I thought the 2 hours timeout was related to the TCP keepalive mechanism, as you mentioned.
So the problem looks like when two replicas establish the connection and try to sync the file.
The source (sender) pvc is gone and the target (receiver) side did not receive anything.

In this case, we can only rely on the TCP timeout. Do we need another mechanism to monitor the connection status when rebuilding?

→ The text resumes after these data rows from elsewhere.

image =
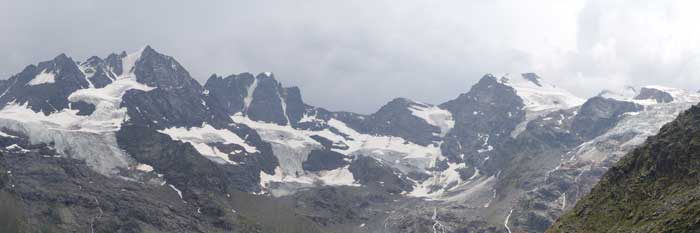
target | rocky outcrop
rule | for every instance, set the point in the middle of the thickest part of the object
(652, 189)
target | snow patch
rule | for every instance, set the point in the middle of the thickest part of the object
(434, 115)
(540, 96)
(45, 77)
(202, 138)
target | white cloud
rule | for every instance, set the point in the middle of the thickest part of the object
(355, 55)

Yes I think so. Probably the gRPC keepalive I mentioned could be used on the SendFile/FileSend RPC between the destination replica and the source replica. In this case a keepalive could have recognized the source replica was gone very quickly. And in the case where the source replica is NOT gone, but actually SyncContent is taking a very long time, the source replica would respond to the keepalive ping and the intended behavior would be maintained. I will create an issue in the Longhorn repo about this.

Additionally, we see a lot of contention between longhorn-managers trying to take ownership of the same object back and forth from each other at times. We may be able to improve something here as well.

For this one, I think longhorn/longhorn#7531 is probably related.